Opinion
COA23-509
03-05-2024
Patrick Law, PLLC, by Kirsten A. Grieser and Cheri C. Patrick, for defendant-appellant. Gailor Hunt Davis Taylor & Gibbs, PLLC, by S. Nicole Taylor and Jonathan S. Melton, for plaintiff-appellee.
An unpublished opinion of the North Carolina Court of Appeals does not constitute controlling legal authority. Citation is disfavored, but may be permitted in accordance with the provisions of Rule 30(e)(3) of the North Carolina Rules of Appellate Procedure.
Heard in the Court of Appeals 6 February 2024.
Appeal by defendant from order entered 28 November 2022 by Judge Dorothy H. Mitchell in Durham County District Court, No. 18CVD4282
Patrick Law, PLLC, by Kirsten A. Grieser and Cheri C. Patrick, for defendant-appellant.

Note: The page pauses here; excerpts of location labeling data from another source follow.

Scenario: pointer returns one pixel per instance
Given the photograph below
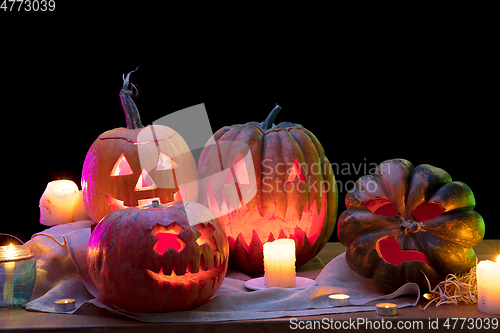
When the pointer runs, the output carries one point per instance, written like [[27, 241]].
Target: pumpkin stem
[[131, 113], [414, 227], [268, 123]]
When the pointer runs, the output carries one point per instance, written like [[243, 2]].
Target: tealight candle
[[61, 203], [65, 304], [488, 287], [338, 299], [279, 263], [386, 309], [17, 275]]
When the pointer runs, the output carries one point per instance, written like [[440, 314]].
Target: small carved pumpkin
[[133, 166], [295, 195], [404, 222], [158, 258]]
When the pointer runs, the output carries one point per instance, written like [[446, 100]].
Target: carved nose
[[145, 182]]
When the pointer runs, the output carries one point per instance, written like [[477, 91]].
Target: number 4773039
[[28, 5]]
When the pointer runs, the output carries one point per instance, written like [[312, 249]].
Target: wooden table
[[93, 319]]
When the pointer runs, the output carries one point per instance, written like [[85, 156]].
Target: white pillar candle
[[8, 287], [64, 304], [339, 299], [279, 263], [488, 287], [386, 309], [61, 203]]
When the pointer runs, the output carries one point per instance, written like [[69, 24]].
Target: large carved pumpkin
[[404, 222], [158, 258], [133, 166], [277, 184]]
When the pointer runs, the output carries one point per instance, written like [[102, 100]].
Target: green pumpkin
[[403, 222]]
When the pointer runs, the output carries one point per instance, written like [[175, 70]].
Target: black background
[[367, 95]]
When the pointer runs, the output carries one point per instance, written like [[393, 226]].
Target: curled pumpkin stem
[[414, 226]]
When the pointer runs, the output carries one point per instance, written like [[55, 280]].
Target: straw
[[455, 289]]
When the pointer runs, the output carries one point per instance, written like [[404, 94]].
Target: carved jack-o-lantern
[[158, 258], [404, 222], [133, 166], [286, 189]]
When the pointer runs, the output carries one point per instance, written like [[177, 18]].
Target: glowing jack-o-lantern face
[[133, 166], [403, 222], [266, 182], [158, 258]]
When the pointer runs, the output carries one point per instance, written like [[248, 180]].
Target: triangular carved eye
[[427, 211], [121, 167], [380, 206], [145, 182], [165, 162], [296, 172]]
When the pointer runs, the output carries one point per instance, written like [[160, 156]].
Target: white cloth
[[62, 273]]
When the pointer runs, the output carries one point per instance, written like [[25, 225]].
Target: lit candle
[[8, 287], [488, 287], [17, 275], [386, 309], [61, 203], [279, 263], [65, 304], [338, 299]]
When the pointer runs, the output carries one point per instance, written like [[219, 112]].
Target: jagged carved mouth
[[116, 204], [208, 267], [390, 251], [249, 228]]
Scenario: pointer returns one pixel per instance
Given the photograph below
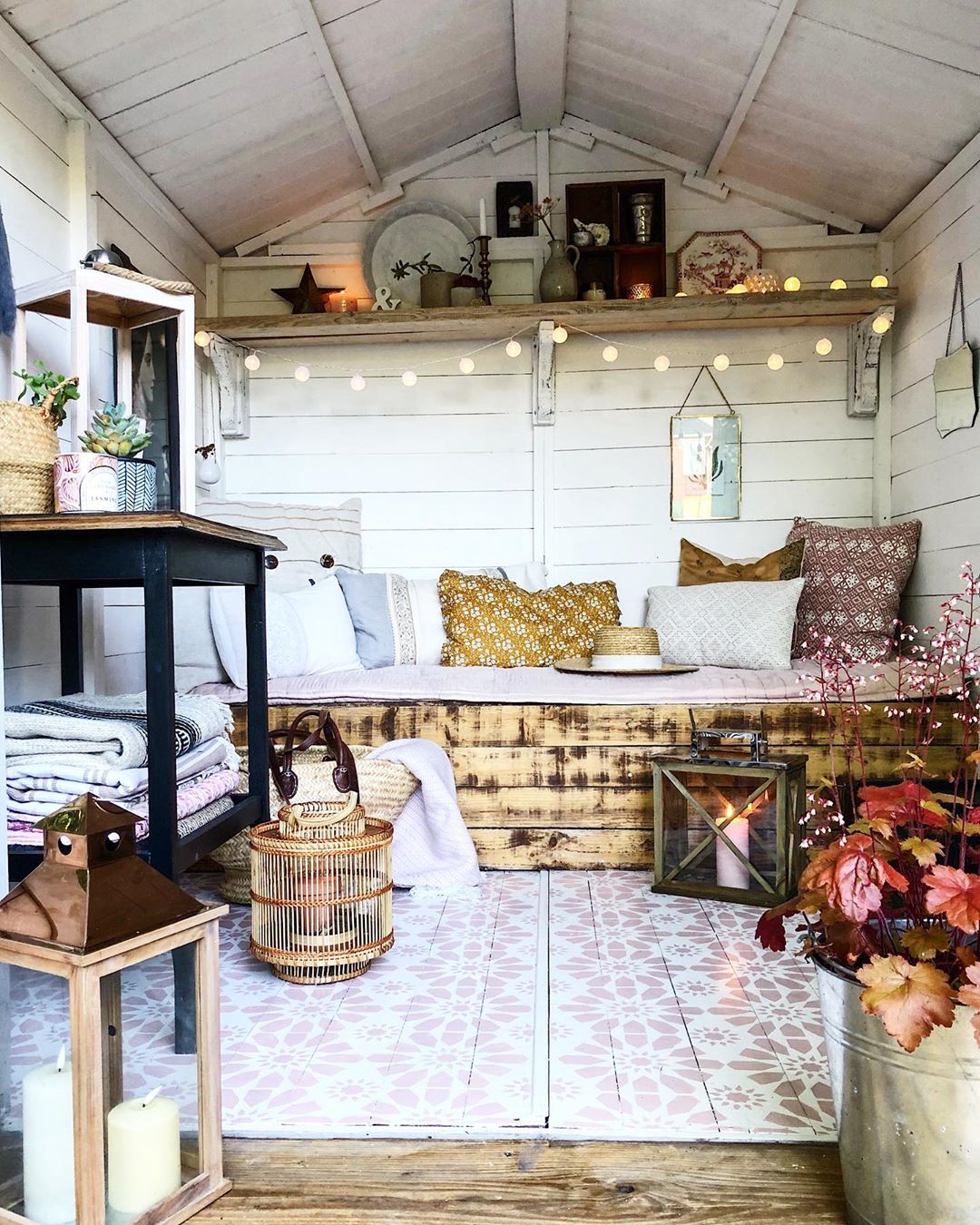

Gailor Hunt Davis Taylor & Gibbs, PLLC, by S. Nicole Taylor and Jonathan S. Melton, for plaintiff-appellee.
OPINION
DILLON, CHIEF JUDGE.
Defendant appeals from an order compelling the production of documents. We affirm the trial court's order.
I. Background
Plaintiff Christiaan Heijmen ("Father") and Defendant Linzy Heijmen (now Linzy Kurien) ("Mother") are the parents of minor children Alex and Alice.
Pseudonyms used for protection of minors and ease of reading.
Following their separation and divorce, Mother and Father reached an agreement concerning child custody and child support. Two years later, in December 2020, Father moved to modify the child custody agreement. Mother subsequently also moved to modify child custody. On 8 June 2022, after a hearing on the matter, the trial court entered an order ruling on both Father's and Mother's motions for temporary custody modification.
During this litigation, Father served Mother requests for production of documents. Mother failed to fully comply with those requests. On 28 November 2022, the trial court entered an Amended Order to Compel. Mother appeals.
II. Appellate Jurisdiction
"An order compelling discovery is generally not immediately appealable because it is interlocutory and does not affect a substantial right that would be lost if the ruling were not reviewed before final judgment." Sharpe v. Worland, 351 N.C. 159, 163, 522 S.E.2d 577, 579 (1999). However, when "a party asserts a statutory privilege which directly relates to the matter to be disclosed under an interlocutory discovery order, and the assertion of such privilege is not otherwise frivolous or insubstantial, the challenged order affects a substantial right" and is immediately appealable. Id. at 166, 522 S.E.2d at 581.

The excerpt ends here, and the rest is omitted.